465
Transport Mechanisms of Li+ in Electrolytes and Solid Electrolyte Interphases

Thursday, 4 October 2018: 15:20
Galactic 4 (Sunrise Center)
D. Bedrov (The University of Utah), D. Dong, M. Ebrahiminia (Materials Science and Engineering, Univeristy of Utah), and J. B. Hooper (The University of Utah)
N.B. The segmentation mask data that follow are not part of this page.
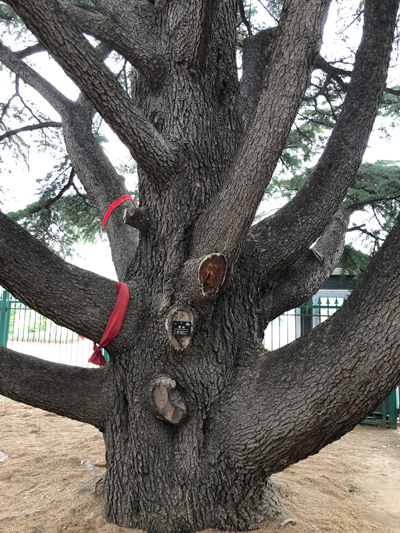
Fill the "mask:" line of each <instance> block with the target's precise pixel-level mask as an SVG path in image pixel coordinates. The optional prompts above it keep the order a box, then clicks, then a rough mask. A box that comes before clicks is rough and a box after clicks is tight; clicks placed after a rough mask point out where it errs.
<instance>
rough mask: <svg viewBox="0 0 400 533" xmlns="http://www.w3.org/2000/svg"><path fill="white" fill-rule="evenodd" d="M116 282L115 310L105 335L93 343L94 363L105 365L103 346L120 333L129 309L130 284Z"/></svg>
mask: <svg viewBox="0 0 400 533" xmlns="http://www.w3.org/2000/svg"><path fill="white" fill-rule="evenodd" d="M115 283H116V285H117V292H118V297H117V301H116V302H115V306H114V309H113V312H112V313H111V316H110V318H109V320H108V322H107V326H106V329H105V330H104V333H103V336H102V337H101V340H100V342H99V344H98V345H97V344H96V343H94V344H93V353H92V355H91V356H90V358H89V363H93V364H94V365H99V366H104V365H105V364H106V360H105V358H104V355H103V354H102V353H101V348H104V346H107V344H109V343H110V342H111V341H112V340H113V339H114V338H115V337H116V336H117V335H118V333H119V330H120V329H121V326H122V324H123V322H124V318H125V313H126V310H127V309H128V304H129V299H130V295H129V289H128V285H127V284H126V283H120V282H119V281H116V282H115Z"/></svg>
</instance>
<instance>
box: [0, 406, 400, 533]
mask: <svg viewBox="0 0 400 533" xmlns="http://www.w3.org/2000/svg"><path fill="white" fill-rule="evenodd" d="M6 456H8V457H7V458H5V457H6ZM104 468H105V464H104V444H103V440H102V437H101V434H100V433H99V432H98V431H97V430H96V429H94V428H92V427H91V426H88V425H86V424H82V423H79V422H74V421H71V420H69V419H67V418H62V417H59V416H56V415H52V414H50V413H46V412H44V411H41V410H39V409H33V408H31V407H28V406H26V405H23V404H19V403H16V402H12V401H11V400H8V399H6V398H3V397H0V531H1V532H7V533H10V532H12V533H28V532H29V533H59V532H60V533H61V532H64V531H67V532H68V531H69V532H77V533H86V532H96V533H117V532H123V531H132V532H133V530H128V529H125V528H120V527H117V526H113V525H110V524H107V523H106V522H105V520H104V519H103V517H102V502H101V497H99V496H95V495H94V494H93V492H92V487H93V484H91V483H90V481H89V480H90V479H91V477H92V476H93V474H94V473H98V474H100V473H101V472H102V471H104ZM274 478H275V480H276V481H278V482H279V483H280V484H281V487H282V489H281V497H282V499H283V500H284V502H285V503H286V505H287V507H288V509H289V510H290V512H291V513H292V515H282V517H281V518H280V520H279V521H278V522H277V523H276V524H270V525H269V526H268V527H266V528H264V529H262V530H259V531H260V533H261V532H268V533H269V532H273V531H283V532H292V533H300V532H301V533H303V532H315V531H320V532H324V533H325V532H336V531H344V532H346V533H361V532H362V533H368V532H374V533H375V532H381V533H393V532H400V431H399V430H398V431H393V430H389V429H385V428H379V427H372V426H359V427H357V428H356V429H355V430H353V431H352V432H351V433H349V434H348V435H346V436H345V437H343V438H342V439H341V440H339V441H337V442H335V443H333V444H331V445H329V446H327V447H326V448H325V449H324V450H322V451H321V452H320V453H319V454H318V455H315V456H313V457H310V458H309V459H307V460H305V461H302V462H301V463H299V464H297V465H295V466H292V467H290V468H288V469H287V470H285V471H284V472H283V473H282V474H280V475H277V476H274ZM290 516H292V517H293V518H292V520H289V517H290ZM293 521H295V523H293ZM285 522H286V523H285ZM281 525H282V527H280V526H281ZM207 533H216V531H215V530H207Z"/></svg>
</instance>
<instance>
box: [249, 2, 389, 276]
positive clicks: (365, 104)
mask: <svg viewBox="0 0 400 533" xmlns="http://www.w3.org/2000/svg"><path fill="white" fill-rule="evenodd" d="M398 7H399V0H389V1H388V2H385V3H382V2H375V1H374V0H367V1H366V3H365V12H364V33H363V39H362V41H361V44H360V47H359V49H358V51H357V54H356V60H355V65H354V70H353V75H352V78H351V82H350V84H349V88H348V91H347V96H346V99H345V102H344V104H343V109H342V112H341V115H340V117H339V119H338V121H337V123H336V126H335V128H334V130H333V132H332V134H331V136H330V138H329V141H328V143H327V146H326V148H325V150H324V152H323V155H322V156H321V158H320V160H319V162H318V164H317V165H316V167H315V169H314V171H313V172H312V174H311V176H310V177H309V179H308V181H307V182H306V184H305V185H304V186H303V188H302V189H301V190H300V191H299V193H298V194H297V195H296V196H295V197H294V199H293V200H292V201H291V202H289V203H288V204H286V205H285V206H284V207H283V208H282V209H280V211H278V212H277V213H276V214H274V215H273V216H272V217H269V218H266V219H264V220H263V221H262V222H260V223H259V224H257V226H255V227H254V228H253V232H254V233H255V234H256V235H257V238H258V241H259V242H260V247H261V258H262V262H263V264H264V268H265V270H264V277H265V280H266V281H267V280H268V279H271V277H274V276H276V275H277V274H278V273H279V272H282V271H283V270H284V269H285V268H287V267H288V266H289V265H290V264H292V263H293V262H294V261H295V260H296V259H297V258H298V257H300V256H301V255H302V254H303V253H304V252H305V250H306V249H307V248H308V247H309V246H310V245H311V244H312V243H313V242H314V241H315V240H316V239H317V238H318V237H319V235H320V234H321V232H322V231H323V229H324V228H325V227H326V225H327V224H328V223H329V220H330V219H331V218H332V216H333V214H334V213H335V211H336V210H337V209H338V207H339V205H340V203H341V201H342V199H343V198H344V196H345V194H346V191H347V189H348V187H349V186H351V184H352V183H353V181H354V179H355V176H356V172H357V170H358V167H359V165H360V163H361V160H362V157H363V154H364V151H365V149H366V147H367V142H368V138H369V135H370V133H371V130H372V126H373V123H374V120H375V117H376V114H377V112H378V107H379V102H380V99H381V96H382V93H383V90H384V88H385V82H386V76H387V69H388V66H389V60H390V52H391V48H392V41H393V36H394V29H395V24H396V17H397V11H398ZM355 132H357V133H356V134H355Z"/></svg>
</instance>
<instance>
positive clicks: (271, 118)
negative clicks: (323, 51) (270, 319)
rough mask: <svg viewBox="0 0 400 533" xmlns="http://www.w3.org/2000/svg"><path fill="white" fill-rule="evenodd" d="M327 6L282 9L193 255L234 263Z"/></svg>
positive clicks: (292, 120)
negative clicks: (245, 135) (218, 193)
mask: <svg viewBox="0 0 400 533" xmlns="http://www.w3.org/2000/svg"><path fill="white" fill-rule="evenodd" d="M328 7H329V1H328V0H312V1H310V2H303V1H298V0H295V1H292V2H288V4H287V6H286V8H285V9H284V12H283V14H282V17H281V21H280V26H279V29H278V37H277V43H276V46H275V49H274V52H273V56H272V59H271V67H270V69H269V71H268V76H267V78H266V81H265V87H264V88H263V91H262V94H261V96H260V99H259V101H258V105H257V108H256V112H255V114H254V116H253V119H252V121H251V123H250V125H249V127H248V130H247V133H246V136H245V138H244V139H243V142H242V145H241V146H240V148H239V150H238V153H237V155H236V158H235V161H234V164H233V167H232V168H231V171H230V173H229V175H228V177H227V179H226V181H225V183H224V185H223V187H222V189H221V191H220V193H219V194H218V196H217V198H216V199H215V201H214V202H213V203H212V204H211V206H210V207H209V208H208V209H207V210H206V211H205V212H204V213H203V214H202V215H201V216H200V217H199V219H198V221H197V223H196V226H195V229H194V233H193V245H192V250H191V255H192V257H195V258H200V257H205V256H207V255H209V254H212V253H221V254H223V255H224V256H225V257H226V260H227V264H228V266H229V267H232V266H233V264H234V263H235V261H236V258H237V255H238V253H239V250H240V248H241V245H242V242H243V239H244V238H245V235H246V233H247V231H248V229H249V226H250V223H251V221H252V220H253V218H254V215H255V212H256V210H257V207H258V205H259V203H260V201H261V199H262V196H263V194H264V192H265V188H266V186H267V184H268V182H269V180H270V179H271V176H272V173H273V171H274V169H275V166H276V164H277V161H278V159H279V156H280V153H281V151H282V149H283V147H284V145H285V142H286V138H287V135H288V134H289V131H290V127H291V124H292V122H293V120H294V118H295V116H296V113H297V110H298V107H299V105H300V103H301V100H302V98H303V94H304V91H305V89H306V87H307V85H308V81H309V77H310V73H311V70H312V65H313V63H314V60H315V55H316V53H317V52H318V48H319V44H320V39H321V32H322V28H323V24H324V21H325V16H326V12H327V9H328ZM233 213H234V216H235V223H234V224H232V218H231V217H232V214H233Z"/></svg>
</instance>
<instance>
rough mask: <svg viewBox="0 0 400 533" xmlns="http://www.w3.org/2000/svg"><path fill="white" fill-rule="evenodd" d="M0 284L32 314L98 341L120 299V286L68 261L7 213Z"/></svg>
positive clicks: (1, 226) (0, 272)
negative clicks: (68, 262) (84, 269)
mask: <svg viewBox="0 0 400 533" xmlns="http://www.w3.org/2000/svg"><path fill="white" fill-rule="evenodd" d="M0 284H1V285H2V286H3V287H4V288H5V289H7V290H8V291H10V292H11V293H12V294H13V295H14V296H15V297H16V298H18V299H19V300H21V301H22V302H24V303H25V304H27V305H29V306H30V307H32V309H35V310H36V311H38V312H39V313H41V314H43V315H45V316H47V317H48V318H50V319H52V320H53V321H54V322H56V323H57V324H60V325H62V326H65V327H67V328H69V329H72V330H73V331H76V332H77V333H79V334H81V335H83V336H85V337H87V338H89V339H92V340H93V341H95V342H98V341H99V340H100V338H101V336H102V334H103V332H104V329H105V327H106V324H107V321H108V318H109V316H110V314H111V312H112V310H113V308H114V305H115V301H116V297H117V291H116V286H115V282H113V281H111V280H109V279H106V278H103V277H102V276H98V275H96V274H93V273H92V272H89V271H87V270H83V269H82V268H78V267H75V266H73V265H71V264H69V263H67V262H65V261H63V260H62V259H60V258H59V257H58V256H57V255H56V254H55V253H53V252H51V251H50V250H49V249H48V248H46V247H45V246H43V245H42V244H40V243H39V242H38V241H37V240H36V239H34V238H33V237H32V236H31V235H30V234H29V233H28V232H27V231H25V230H24V229H23V228H22V227H21V226H19V225H18V224H17V223H16V222H13V221H12V220H11V219H10V218H8V217H7V216H6V215H4V214H3V213H2V212H1V211H0Z"/></svg>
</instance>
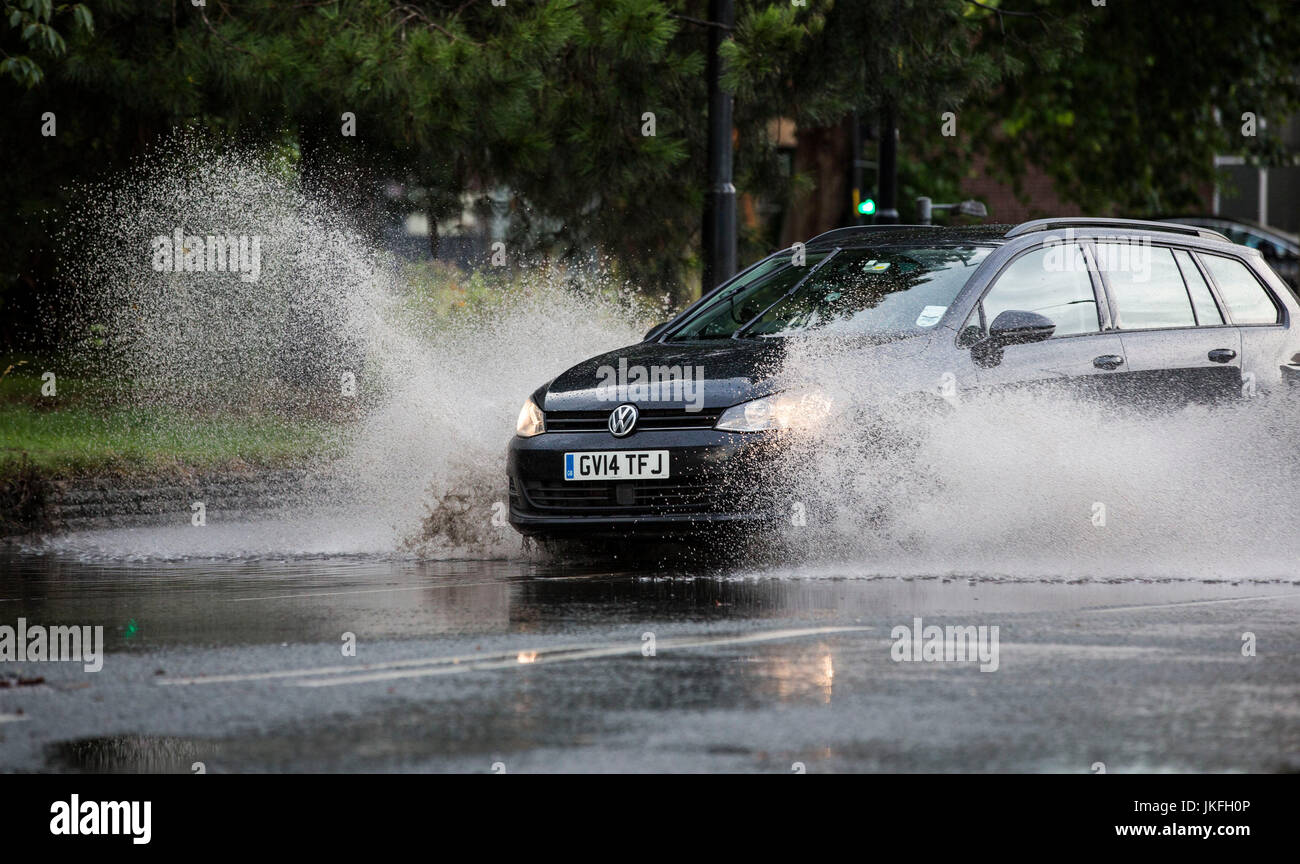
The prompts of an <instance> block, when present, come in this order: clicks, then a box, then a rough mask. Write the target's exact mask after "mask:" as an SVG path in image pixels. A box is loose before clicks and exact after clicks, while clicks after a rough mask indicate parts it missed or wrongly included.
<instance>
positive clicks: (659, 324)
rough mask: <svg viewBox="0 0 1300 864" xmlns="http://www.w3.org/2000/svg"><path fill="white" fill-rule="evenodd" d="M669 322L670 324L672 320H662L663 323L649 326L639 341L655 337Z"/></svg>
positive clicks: (657, 334)
mask: <svg viewBox="0 0 1300 864" xmlns="http://www.w3.org/2000/svg"><path fill="white" fill-rule="evenodd" d="M669 324H672V322H671V321H664V322H663V324H656V325H655V326H653V327H650V329H649V330H647V331H646V335H645V337H643V338H642V339H641V342H650V340H651V339H654V338H655V337H658V335H659V334H660V333H663V331H664V329H666V327H667V326H668V325H669Z"/></svg>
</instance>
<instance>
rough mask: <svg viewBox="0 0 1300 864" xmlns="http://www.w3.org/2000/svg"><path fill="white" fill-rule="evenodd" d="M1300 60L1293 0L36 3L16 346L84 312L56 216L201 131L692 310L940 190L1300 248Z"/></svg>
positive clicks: (17, 118)
mask: <svg viewBox="0 0 1300 864" xmlns="http://www.w3.org/2000/svg"><path fill="white" fill-rule="evenodd" d="M1297 69H1300V8H1297V5H1296V4H1295V3H1292V1H1290V0H1234V1H1232V3H1222V1H1221V0H980V1H976V0H853V1H852V3H850V1H844V0H840V1H837V3H836V1H831V0H806V3H805V1H803V0H793V1H792V0H772V1H764V0H736V1H735V3H732V1H731V0H590V1H582V3H575V1H573V0H536V1H533V0H447V1H441V3H439V1H412V3H400V1H396V0H302V1H294V3H283V1H260V0H239V1H235V0H172V1H159V0H103V1H96V3H85V4H57V5H56V4H55V3H52V0H5V1H4V31H3V51H0V91H3V97H4V104H5V114H6V122H5V123H3V125H0V148H3V153H4V157H5V159H4V165H5V170H4V173H3V175H0V212H3V218H4V230H3V231H0V309H3V312H4V314H3V327H0V343H3V346H0V347H3V348H4V349H6V351H9V352H13V351H29V349H30V351H36V349H42V348H45V347H49V346H51V344H55V343H57V342H59V340H60V339H62V338H65V337H66V335H68V334H66V333H64V330H66V329H68V327H69V326H75V325H77V324H85V321H78V320H77V318H75V317H73V316H57V314H49V313H48V312H49V311H51V309H57V307H59V301H60V296H61V292H62V290H64V286H62V279H64V278H65V277H62V275H60V274H61V269H60V268H59V266H57V262H59V260H60V257H61V256H64V257H66V255H68V253H69V248H68V244H69V242H72V243H75V238H74V236H73V238H69V236H68V235H66V233H64V234H61V235H60V233H59V231H57V226H60V225H61V223H62V220H64V218H65V216H66V212H68V209H69V208H74V207H77V205H78V201H77V196H78V194H85V191H83V190H85V187H83V186H81V184H82V183H85V182H90V181H95V179H98V178H101V177H104V175H108V174H112V173H118V172H123V170H126V169H127V168H129V166H130V165H131V164H133V160H135V164H138V162H139V161H140V160H146V161H147V160H149V159H161V157H165V153H159V148H162V147H165V143H164V140H165V135H166V134H168V133H170V131H173V130H174V129H177V127H188V129H196V130H201V131H203V134H209V135H212V136H214V138H217V139H220V140H225V142H229V140H235V142H240V143H242V144H248V146H253V147H257V148H260V151H261V152H268V153H274V155H276V157H277V159H279V160H282V162H283V165H287V166H289V170H291V172H294V173H295V174H296V175H298V177H299V178H300V179H302V181H303V182H304V183H307V184H308V186H311V184H315V186H317V187H318V188H322V190H326V191H328V192H329V195H330V199H331V200H333V201H335V205H337V207H338V208H341V209H344V210H346V213H347V216H348V220H350V223H351V225H352V226H354V227H355V230H357V231H359V233H361V234H363V235H364V236H367V238H368V239H369V242H372V243H374V244H376V246H378V247H380V248H382V249H385V251H386V252H387V253H390V255H393V256H395V257H398V259H400V260H404V261H409V262H426V261H432V260H438V261H442V262H446V264H448V265H454V266H458V268H461V269H471V270H472V269H474V268H480V266H485V265H486V262H487V261H489V259H490V255H491V249H493V246H491V244H493V243H497V242H500V243H504V244H506V247H504V248H508V249H510V253H511V255H510V260H511V262H512V264H513V262H517V261H523V260H536V259H537V257H545V259H550V260H559V261H569V262H572V261H578V262H588V261H601V262H602V266H606V268H610V269H612V270H614V272H615V273H616V274H617V275H619V277H620V278H624V279H627V281H629V282H630V283H632V285H634V286H637V288H640V290H643V291H646V292H649V294H653V295H654V296H664V295H666V296H668V298H669V299H671V301H672V303H675V304H680V303H684V301H686V300H689V299H690V298H693V296H697V295H698V292H699V291H701V288H702V287H707V286H711V285H714V283H715V282H716V281H719V279H720V278H724V277H725V275H728V274H729V272H731V270H733V269H735V268H738V266H745V265H746V264H749V262H751V261H754V260H755V259H758V257H759V256H762V255H766V253H767V252H770V251H772V249H774V248H780V247H784V246H788V244H790V243H793V242H796V240H800V239H807V238H810V236H813V235H815V234H818V233H820V231H824V230H827V229H831V227H836V226H840V225H846V223H861V222H870V221H874V220H876V221H891V220H901V221H904V222H910V221H917V220H918V218H919V217H920V214H918V208H917V199H918V197H922V196H924V197H928V199H931V200H932V201H933V203H935V204H941V203H957V201H962V200H966V199H974V200H978V201H980V203H983V204H984V205H985V209H987V213H988V216H987V221H993V222H1017V221H1022V220H1026V218H1031V217H1035V216H1044V214H1076V213H1089V214H1114V216H1128V217H1164V216H1174V214H1187V216H1200V217H1210V216H1219V217H1226V218H1230V220H1234V221H1236V223H1235V225H1232V226H1231V227H1232V230H1239V234H1234V235H1232V236H1234V239H1238V240H1239V242H1247V243H1249V244H1252V246H1261V247H1262V248H1265V249H1266V251H1268V252H1269V253H1270V255H1275V257H1277V259H1278V260H1279V261H1282V260H1284V259H1288V257H1291V259H1294V257H1295V256H1296V253H1297V252H1300V247H1295V246H1288V243H1290V242H1291V240H1294V238H1288V236H1287V234H1288V233H1294V231H1296V230H1300V205H1297V196H1296V191H1297V186H1300V168H1297V164H1296V156H1297V152H1300V121H1297V120H1296V117H1297V103H1300V86H1297V77H1296V71H1297ZM711 140H712V149H711V147H710V142H711ZM728 162H729V164H728ZM728 183H729V186H727V184H728ZM732 187H733V188H735V194H733V195H732V194H731V188H732ZM732 212H733V213H735V216H733V221H732V216H731V213H732ZM894 213H897V216H894ZM933 218H935V220H936V221H940V222H941V221H945V220H957V218H967V220H969V218H971V217H965V216H958V214H956V212H952V210H943V209H936V210H935V216H933ZM1252 223H1258V225H1264V226H1269V227H1270V229H1273V231H1271V233H1270V231H1255V233H1253V234H1252V230H1251V229H1252ZM1225 225H1226V223H1225ZM1225 225H1221V226H1219V227H1221V229H1225ZM1230 233H1231V231H1230ZM56 238H57V239H56ZM732 243H735V252H731V248H729V247H731V244H732ZM1279 269H1284V268H1283V266H1279Z"/></svg>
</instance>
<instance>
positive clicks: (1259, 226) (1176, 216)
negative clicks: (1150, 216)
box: [1160, 213, 1300, 247]
mask: <svg viewBox="0 0 1300 864" xmlns="http://www.w3.org/2000/svg"><path fill="white" fill-rule="evenodd" d="M1160 220H1161V221H1162V222H1180V223H1183V225H1206V226H1213V225H1240V226H1242V227H1245V229H1249V230H1252V231H1255V233H1256V234H1265V235H1269V236H1275V238H1278V239H1279V240H1286V242H1287V243H1291V244H1292V246H1296V247H1300V235H1297V234H1292V233H1291V231H1286V230H1283V229H1279V227H1273V226H1271V225H1264V223H1262V222H1256V221H1255V220H1244V218H1240V217H1236V216H1213V214H1206V213H1192V214H1183V216H1162V217H1160Z"/></svg>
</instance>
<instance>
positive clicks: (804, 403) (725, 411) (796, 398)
mask: <svg viewBox="0 0 1300 864" xmlns="http://www.w3.org/2000/svg"><path fill="white" fill-rule="evenodd" d="M829 411H831V400H829V399H828V398H827V396H823V395H822V394H815V392H802V394H790V392H779V394H772V395H771V396H763V398H762V399H754V400H751V401H742V403H741V404H738V405H732V407H731V408H728V409H727V411H724V412H723V416H722V417H719V418H718V424H716V427H718V429H723V430H727V431H768V430H775V429H800V427H806V426H813V425H815V424H818V422H819V421H820V420H823V418H824V417H826V416H827V413H829Z"/></svg>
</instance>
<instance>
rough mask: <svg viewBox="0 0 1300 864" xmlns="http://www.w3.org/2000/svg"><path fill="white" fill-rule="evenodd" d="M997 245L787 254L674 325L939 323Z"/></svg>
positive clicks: (905, 247) (772, 336) (785, 324)
mask: <svg viewBox="0 0 1300 864" xmlns="http://www.w3.org/2000/svg"><path fill="white" fill-rule="evenodd" d="M991 251H992V249H991V248H988V247H978V246H969V247H885V248H880V249H841V251H837V252H835V253H832V255H828V256H819V257H816V259H814V256H809V262H807V265H806V266H801V268H794V266H790V265H789V264H788V261H785V260H780V265H779V266H774V268H768V269H766V270H763V272H761V273H758V274H746V275H749V278H748V279H745V283H744V285H740V286H733V287H732V288H729V290H728V291H727V292H725V294H724V295H722V296H719V298H718V299H715V300H714V301H712V303H711V304H710V305H708V307H706V308H705V309H702V311H701V313H697V314H695V316H694V317H693V318H688V321H686V324H685V326H682V327H680V329H679V330H677V331H676V333H673V334H672V335H671V337H669V339H671V340H673V342H679V340H688V339H718V338H759V337H784V335H789V334H792V333H797V331H801V330H814V329H819V327H828V329H835V330H840V331H844V333H850V334H857V335H863V337H867V338H871V339H872V340H889V339H897V338H902V337H907V335H914V334H918V333H923V331H926V330H927V329H930V327H933V326H935V325H937V324H939V320H940V318H943V316H944V312H946V311H948V307H949V305H952V303H953V300H956V299H957V294H958V292H959V291H961V290H962V286H963V285H966V281H967V279H969V278H970V277H971V274H972V273H975V269H976V268H978V266H979V265H980V262H982V261H983V260H984V259H985V257H987V256H988V253H989V252H991Z"/></svg>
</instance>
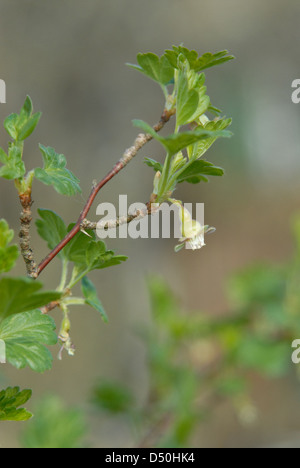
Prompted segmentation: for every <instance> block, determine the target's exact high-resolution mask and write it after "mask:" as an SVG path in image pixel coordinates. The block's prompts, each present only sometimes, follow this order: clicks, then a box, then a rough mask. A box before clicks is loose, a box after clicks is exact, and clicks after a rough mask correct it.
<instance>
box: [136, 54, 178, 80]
mask: <svg viewBox="0 0 300 468" xmlns="http://www.w3.org/2000/svg"><path fill="white" fill-rule="evenodd" d="M137 61H138V65H133V64H131V63H127V65H128V66H129V67H131V68H133V69H134V70H137V71H139V72H141V73H143V74H144V75H146V76H148V77H149V78H151V79H152V80H154V81H156V82H157V83H160V84H161V85H163V86H165V85H167V84H168V83H169V82H170V81H171V80H172V79H173V77H174V68H173V67H172V66H171V64H170V62H169V61H168V59H167V58H166V57H165V56H164V55H163V56H162V57H161V58H159V57H158V56H157V55H155V54H153V53H151V52H149V53H146V54H138V56H137Z"/></svg>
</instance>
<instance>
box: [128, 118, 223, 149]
mask: <svg viewBox="0 0 300 468" xmlns="http://www.w3.org/2000/svg"><path fill="white" fill-rule="evenodd" d="M133 125H134V126H135V127H139V128H141V129H142V130H143V131H144V132H145V133H149V134H150V135H151V136H152V137H153V138H155V140H158V141H159V142H160V143H161V144H162V145H163V146H164V147H165V149H166V150H167V152H168V154H169V155H170V156H173V155H174V154H176V153H178V152H179V151H181V150H182V149H184V148H186V147H187V146H189V145H192V144H194V143H196V142H197V141H200V140H205V139H207V138H212V137H214V138H217V137H230V136H231V132H228V131H226V130H216V131H209V130H206V129H204V128H197V129H196V130H194V131H189V132H181V133H174V134H172V135H169V136H167V137H165V138H164V137H162V136H160V135H158V134H157V133H156V132H155V130H153V128H152V127H151V126H150V125H148V124H147V123H146V122H143V121H142V120H133Z"/></svg>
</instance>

We employ atomistic molecular dynamics simulations utilizing polarizable force fields to study ion correlated motion and transport mechanisms of Li+ in several electrolytes and solid electrolyte interphases (SEIs). Specifically, we investigate ion-ion correlated motion and the influence of these correlations on the overall conductivity as well as Li+ transport and transference numbers. We demonstrate that depending on interaction with surrounding matrix, the Li+/anion correlated motion can provide either positive or negative contribution to the overall ionic conductivity and substantially influence the transference number. We will compare Li+ transport in conventional carbonate-based electrolytes (EC/LiPF6, DMC/LiPF6, and EC:DMC/LiPF6), tetraglyme/LiTFSI, and bulk solid electrolyte interphases comprised of alkyl carbonate oligomers (Li2EDC, Li2BDC, Li2PDC, Li2CO3, etc.).